2006華人新年,來的不是狗年旺旺旺,反而是像黑狗當道,是一連串的不順遂。尤其是當小妹打電話偷偷的告訴我,爸爸在除夕夜進了醫院,那一份擔憂與不安就不斷的牽扯我的心,然而爸媽不想打擾我們慶祝新春的氣氛,刻意隱瞞。反而讓我在知情的情況下在電話里還要裝做沒事,真是難受。
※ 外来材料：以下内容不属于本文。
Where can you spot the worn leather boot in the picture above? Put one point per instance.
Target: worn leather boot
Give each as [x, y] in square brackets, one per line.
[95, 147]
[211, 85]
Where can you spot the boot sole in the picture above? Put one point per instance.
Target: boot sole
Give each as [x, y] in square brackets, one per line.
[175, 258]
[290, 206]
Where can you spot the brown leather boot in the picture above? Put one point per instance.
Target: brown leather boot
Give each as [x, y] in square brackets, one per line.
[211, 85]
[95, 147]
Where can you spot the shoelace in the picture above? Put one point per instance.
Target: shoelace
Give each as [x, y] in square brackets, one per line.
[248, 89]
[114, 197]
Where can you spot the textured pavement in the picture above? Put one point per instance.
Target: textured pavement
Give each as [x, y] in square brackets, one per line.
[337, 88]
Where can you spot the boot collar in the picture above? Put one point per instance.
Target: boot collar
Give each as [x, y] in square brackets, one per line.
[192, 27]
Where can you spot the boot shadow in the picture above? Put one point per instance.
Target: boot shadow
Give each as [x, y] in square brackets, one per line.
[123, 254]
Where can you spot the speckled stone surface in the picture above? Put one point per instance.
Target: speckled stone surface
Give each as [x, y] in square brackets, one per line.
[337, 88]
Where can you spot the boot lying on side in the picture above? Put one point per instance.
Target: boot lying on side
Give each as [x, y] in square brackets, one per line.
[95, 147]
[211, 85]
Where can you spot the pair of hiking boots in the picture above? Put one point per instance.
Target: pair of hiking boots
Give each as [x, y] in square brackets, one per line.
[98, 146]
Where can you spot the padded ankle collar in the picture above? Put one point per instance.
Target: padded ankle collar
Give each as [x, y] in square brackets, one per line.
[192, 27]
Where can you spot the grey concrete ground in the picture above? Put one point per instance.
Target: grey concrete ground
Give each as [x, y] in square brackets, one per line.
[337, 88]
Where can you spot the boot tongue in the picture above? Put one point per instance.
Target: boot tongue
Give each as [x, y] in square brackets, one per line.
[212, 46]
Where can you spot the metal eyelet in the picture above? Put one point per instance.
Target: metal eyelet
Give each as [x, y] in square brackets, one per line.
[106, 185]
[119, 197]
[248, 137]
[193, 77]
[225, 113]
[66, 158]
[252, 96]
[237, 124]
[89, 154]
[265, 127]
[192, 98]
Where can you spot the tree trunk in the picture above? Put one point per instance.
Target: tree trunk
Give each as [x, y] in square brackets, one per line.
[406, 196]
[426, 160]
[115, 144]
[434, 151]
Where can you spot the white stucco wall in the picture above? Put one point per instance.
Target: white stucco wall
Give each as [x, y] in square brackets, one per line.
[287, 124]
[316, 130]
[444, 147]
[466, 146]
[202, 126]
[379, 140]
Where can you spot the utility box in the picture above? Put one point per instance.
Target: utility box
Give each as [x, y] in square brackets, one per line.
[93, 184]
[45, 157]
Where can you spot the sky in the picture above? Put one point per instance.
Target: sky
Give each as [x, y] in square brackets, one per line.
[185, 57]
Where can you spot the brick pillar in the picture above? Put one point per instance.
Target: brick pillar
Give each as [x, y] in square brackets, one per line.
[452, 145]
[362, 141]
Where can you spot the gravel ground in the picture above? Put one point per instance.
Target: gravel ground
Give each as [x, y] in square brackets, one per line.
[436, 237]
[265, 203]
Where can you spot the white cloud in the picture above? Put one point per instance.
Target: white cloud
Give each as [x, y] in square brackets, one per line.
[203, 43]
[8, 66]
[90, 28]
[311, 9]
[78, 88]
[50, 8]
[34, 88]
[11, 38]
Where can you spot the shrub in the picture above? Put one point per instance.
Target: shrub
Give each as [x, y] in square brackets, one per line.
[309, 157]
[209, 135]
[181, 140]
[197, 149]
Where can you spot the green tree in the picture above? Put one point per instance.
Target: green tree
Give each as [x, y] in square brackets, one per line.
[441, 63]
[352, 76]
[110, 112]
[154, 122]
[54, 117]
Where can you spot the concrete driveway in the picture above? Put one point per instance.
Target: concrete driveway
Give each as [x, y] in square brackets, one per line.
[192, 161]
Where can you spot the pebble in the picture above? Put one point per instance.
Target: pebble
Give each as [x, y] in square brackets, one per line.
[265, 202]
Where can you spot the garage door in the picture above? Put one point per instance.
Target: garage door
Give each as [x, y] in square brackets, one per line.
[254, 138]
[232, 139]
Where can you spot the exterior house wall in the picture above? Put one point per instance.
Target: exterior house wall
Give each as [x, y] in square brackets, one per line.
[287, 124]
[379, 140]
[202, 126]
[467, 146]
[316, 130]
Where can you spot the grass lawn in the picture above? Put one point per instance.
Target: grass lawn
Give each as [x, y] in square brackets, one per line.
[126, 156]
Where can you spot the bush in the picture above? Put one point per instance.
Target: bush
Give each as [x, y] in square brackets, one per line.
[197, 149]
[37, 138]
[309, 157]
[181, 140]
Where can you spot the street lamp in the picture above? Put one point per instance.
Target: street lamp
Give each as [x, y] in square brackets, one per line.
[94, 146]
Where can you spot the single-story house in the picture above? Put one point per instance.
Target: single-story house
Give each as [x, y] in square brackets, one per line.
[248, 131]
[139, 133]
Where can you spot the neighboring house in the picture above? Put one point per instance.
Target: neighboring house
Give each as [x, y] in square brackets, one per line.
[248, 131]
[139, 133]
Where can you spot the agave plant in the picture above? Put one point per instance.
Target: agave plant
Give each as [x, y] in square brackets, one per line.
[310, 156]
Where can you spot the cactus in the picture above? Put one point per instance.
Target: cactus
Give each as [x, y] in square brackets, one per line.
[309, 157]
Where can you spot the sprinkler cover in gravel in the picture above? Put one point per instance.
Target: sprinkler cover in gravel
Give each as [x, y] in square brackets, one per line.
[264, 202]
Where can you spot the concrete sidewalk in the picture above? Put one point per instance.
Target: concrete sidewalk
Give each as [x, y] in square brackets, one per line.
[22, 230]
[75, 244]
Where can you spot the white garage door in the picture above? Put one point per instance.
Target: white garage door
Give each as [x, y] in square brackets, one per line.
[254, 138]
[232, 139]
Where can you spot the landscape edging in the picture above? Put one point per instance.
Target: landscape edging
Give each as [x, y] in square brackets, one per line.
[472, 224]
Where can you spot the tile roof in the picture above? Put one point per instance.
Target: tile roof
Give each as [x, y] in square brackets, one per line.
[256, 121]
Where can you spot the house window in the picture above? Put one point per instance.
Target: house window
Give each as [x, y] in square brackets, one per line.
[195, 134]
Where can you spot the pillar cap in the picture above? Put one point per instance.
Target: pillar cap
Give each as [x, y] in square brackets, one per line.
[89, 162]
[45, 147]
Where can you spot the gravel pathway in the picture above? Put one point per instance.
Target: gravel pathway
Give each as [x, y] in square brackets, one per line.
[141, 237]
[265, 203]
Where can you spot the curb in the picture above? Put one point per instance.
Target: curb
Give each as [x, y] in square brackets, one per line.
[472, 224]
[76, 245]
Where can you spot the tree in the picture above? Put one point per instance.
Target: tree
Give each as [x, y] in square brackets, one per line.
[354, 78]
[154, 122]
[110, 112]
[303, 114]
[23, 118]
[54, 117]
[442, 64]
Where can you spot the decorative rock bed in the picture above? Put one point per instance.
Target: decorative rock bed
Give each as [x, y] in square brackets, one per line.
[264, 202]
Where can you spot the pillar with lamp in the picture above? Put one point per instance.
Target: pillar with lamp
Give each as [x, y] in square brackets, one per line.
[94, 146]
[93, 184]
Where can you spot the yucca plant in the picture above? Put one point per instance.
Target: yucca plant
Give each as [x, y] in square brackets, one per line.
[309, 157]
年初九早上,醫院準備幫爸爸做第三次的心導管,或許是那一點直覺吧,總覺得這次特別不安,或許是爸爸的年紀更大了吧!危險性更高!心里默默的禱告,希望一切順利。但是,接到的消息是,通不過,必須立刻進行心臟繞道手術。爸有糖尿病,高血壓,一切都不利開刀手術,危險性相對的增加。然而,手術勢在必行,沒有別的方法。聽到媽媽在電話里焦急,哽咽的聲音,我的淚也泊泊的流下。腦子里涌現的是兩個月前回臺和家人相聚的畫面,后來又帶着孩子和爸媽去香港迪士尼的游玩的歡樂景象。深怕這種相聚的情景就將永遠畫上句點。
那一日,手術需要十個小時,我第一次深刻的了解到什麼是坐立不安,擔憂惶恐。大弟是簽下手術同意書的人,全程在手術房外等待消息,像是在戰場上守在第一線的士兵,我看見了他的成熟。
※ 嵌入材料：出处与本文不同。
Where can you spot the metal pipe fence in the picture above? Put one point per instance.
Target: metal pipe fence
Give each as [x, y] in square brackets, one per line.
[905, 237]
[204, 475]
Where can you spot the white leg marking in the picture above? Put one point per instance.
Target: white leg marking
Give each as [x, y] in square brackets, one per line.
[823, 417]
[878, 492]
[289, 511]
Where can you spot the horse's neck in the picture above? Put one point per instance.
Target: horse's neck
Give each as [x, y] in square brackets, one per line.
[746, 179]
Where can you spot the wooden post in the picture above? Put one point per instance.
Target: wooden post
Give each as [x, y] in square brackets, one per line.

那是一種煎熬,不想在手術結束前接到消息,但是又想知道手術進行的如何,一切只能等待。等待好消息,壞消息。腦子空想,冥想,亂想,不能想。時間頓時好像過的好慢。打電話回臺的號碼怎麼那麼長。
小弟在愛爾蘭。我在大馬。大姐,小妹在臺灣。媽和大弟在手術房外,爸在手術房內。但是,我們的心全在一起了。
醫生出來了。
在縫合傷口了。
進加護病房了。
清醒了。
觀察期可能會有的變化。
過危險期了。
這一階段一階段的進步,像把掉入深淵的我們,一步一步的又拉了上來,我們看見了那又湛藍的天空。
二月十四日,西洋情人節,我和小弟同一天,各自飛回臺灣探望剛從加護病房出來的爸爸,看見身上那一道自喉嚨至肚子的刀痕,肚子上還捅了兩個洞,上頭還未拆線,還有心電圖機器的電線,和兩只小腿各長長的一條疤,是取出血管的傷口,爸爸肉體的傷,我們心里的痛。但慶幸的是,我們大團聚了,上次是十年前小妹結婚時。
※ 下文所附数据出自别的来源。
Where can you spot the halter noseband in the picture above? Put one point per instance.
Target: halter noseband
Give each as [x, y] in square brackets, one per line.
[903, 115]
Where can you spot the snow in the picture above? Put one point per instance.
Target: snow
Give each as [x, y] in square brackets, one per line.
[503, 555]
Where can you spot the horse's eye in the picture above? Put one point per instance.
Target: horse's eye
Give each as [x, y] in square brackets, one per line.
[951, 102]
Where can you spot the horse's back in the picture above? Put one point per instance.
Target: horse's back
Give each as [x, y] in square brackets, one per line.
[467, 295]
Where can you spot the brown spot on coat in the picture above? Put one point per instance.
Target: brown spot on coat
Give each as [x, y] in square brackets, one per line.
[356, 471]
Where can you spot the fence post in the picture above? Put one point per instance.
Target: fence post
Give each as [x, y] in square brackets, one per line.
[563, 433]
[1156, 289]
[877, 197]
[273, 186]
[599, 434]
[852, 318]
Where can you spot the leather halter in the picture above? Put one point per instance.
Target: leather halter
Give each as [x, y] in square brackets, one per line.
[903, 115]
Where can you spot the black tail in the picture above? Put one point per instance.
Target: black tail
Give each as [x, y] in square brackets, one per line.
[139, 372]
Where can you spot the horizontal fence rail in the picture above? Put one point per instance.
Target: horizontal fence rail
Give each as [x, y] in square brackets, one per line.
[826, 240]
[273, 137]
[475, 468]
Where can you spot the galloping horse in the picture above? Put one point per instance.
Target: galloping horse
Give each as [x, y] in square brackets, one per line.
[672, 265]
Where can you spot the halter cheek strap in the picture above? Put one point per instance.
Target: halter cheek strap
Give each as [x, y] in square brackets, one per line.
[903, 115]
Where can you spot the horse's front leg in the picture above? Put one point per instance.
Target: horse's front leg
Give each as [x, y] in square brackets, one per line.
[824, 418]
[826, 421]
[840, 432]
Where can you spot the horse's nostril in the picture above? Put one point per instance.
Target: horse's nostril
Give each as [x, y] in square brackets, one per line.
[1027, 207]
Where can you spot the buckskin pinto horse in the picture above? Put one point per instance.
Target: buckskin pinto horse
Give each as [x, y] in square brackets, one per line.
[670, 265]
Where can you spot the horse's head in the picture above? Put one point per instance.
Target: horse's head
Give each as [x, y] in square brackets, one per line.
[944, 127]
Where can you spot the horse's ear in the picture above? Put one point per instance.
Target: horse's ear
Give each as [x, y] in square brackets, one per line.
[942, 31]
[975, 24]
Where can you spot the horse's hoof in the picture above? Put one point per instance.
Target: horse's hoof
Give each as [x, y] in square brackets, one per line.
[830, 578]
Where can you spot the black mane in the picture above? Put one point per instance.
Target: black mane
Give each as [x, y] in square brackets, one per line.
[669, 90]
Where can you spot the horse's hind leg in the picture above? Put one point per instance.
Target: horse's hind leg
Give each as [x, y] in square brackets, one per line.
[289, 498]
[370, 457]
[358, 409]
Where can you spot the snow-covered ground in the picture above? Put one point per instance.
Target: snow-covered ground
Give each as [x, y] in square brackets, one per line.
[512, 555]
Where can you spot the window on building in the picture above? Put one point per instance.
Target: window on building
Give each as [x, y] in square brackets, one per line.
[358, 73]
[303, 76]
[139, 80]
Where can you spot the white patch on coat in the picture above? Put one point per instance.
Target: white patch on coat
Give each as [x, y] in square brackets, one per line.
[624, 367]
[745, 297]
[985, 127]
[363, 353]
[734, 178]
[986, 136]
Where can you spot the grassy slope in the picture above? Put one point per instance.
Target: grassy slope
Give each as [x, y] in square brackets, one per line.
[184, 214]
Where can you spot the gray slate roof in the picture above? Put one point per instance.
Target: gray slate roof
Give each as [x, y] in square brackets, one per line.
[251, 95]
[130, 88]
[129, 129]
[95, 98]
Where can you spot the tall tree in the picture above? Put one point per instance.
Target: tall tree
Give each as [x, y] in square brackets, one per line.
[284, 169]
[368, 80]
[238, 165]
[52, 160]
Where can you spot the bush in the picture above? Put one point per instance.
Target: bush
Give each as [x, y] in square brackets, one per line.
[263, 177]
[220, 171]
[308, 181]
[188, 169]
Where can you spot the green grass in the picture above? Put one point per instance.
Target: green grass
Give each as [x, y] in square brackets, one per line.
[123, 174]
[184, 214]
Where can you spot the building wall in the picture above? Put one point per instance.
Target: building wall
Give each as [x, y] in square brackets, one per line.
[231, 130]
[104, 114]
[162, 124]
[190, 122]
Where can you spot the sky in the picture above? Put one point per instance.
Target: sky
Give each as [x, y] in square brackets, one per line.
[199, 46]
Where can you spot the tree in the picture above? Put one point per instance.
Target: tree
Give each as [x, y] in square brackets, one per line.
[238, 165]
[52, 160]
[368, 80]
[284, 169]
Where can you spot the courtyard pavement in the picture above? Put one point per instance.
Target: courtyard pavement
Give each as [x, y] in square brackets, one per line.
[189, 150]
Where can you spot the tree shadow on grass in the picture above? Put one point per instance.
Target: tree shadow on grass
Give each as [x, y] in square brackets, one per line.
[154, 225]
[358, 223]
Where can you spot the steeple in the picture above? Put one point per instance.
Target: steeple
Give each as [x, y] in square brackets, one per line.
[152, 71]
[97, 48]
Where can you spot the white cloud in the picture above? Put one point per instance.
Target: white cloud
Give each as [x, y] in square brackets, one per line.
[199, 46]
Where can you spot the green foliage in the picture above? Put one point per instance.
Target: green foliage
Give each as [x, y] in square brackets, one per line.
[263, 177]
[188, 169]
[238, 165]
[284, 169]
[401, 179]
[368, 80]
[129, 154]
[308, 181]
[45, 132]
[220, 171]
我們都關心,愛爸爸,但是,我們又不會把這一切溢於言表,好聽的話都不會說,于是,我聽見媽媽會叨念爸爸不配合復建師,弟弟嚷着爸爸不要一直睡覺,要認真的練習呼吸,擴充肺部,要按時吃藥,要………….。
爸爸,那天,你在醫院對我說,人活到這個歲數,覺得日子好像很無味。那時,我想不到該如何回答你。現在我想說的是,人生的趣味不在歲數的多少,而在你活着的每一天,如何的添加調味料,你可以快快樂樂充實的活一天,也可以無意義的過一輩子。爸爸的一生,是精彩絕倫的,是一連串的巧妙安排,雖然,這其中有道不盡的酸甜苦辣,但我相信你也不能否認上天一直在看顧着你,疼惜着你。總在無望中給你一條更光明的道路。
上天疼惜你。
在你之上還有個母親,在關心疼惜你。
由你而延伸的五個孩子,七個孫子,在世界的不同處,關心疼惜你。
當然最重要的是陪伴在你身邊大半輩子的另一半,關心疼惜你。
不過,只有你不疼惜自己,才會讓自己一次又一次的做心導管,然后又開刀。
最后,跟你開個小玩笑,貼上一張你在醫院隨復建師做手部的動作,像是舉手發誓,說 “ 從今,我要改變生活習慣,飲食習慣,疼惜自己”
爸,要好好照顧自己,就像你也不時叮嚀我們在外要自己照顧自己一樣。
朋友說,因禍得福,因為爸爸開刀,才把我們又聚在一起,可是我一直覺得代價太大了。
大概是華人的傳統吧,見面總說不出感動的話。
在回來大馬的飛機上,我哭了,從原生的家庭,要回去延伸的家庭,一顆心由兩頭扯着。
我親愛的爸媽,家人啊!大家要好好珍惜生命,好好愛惜自己。我期待着,下一次的相聚。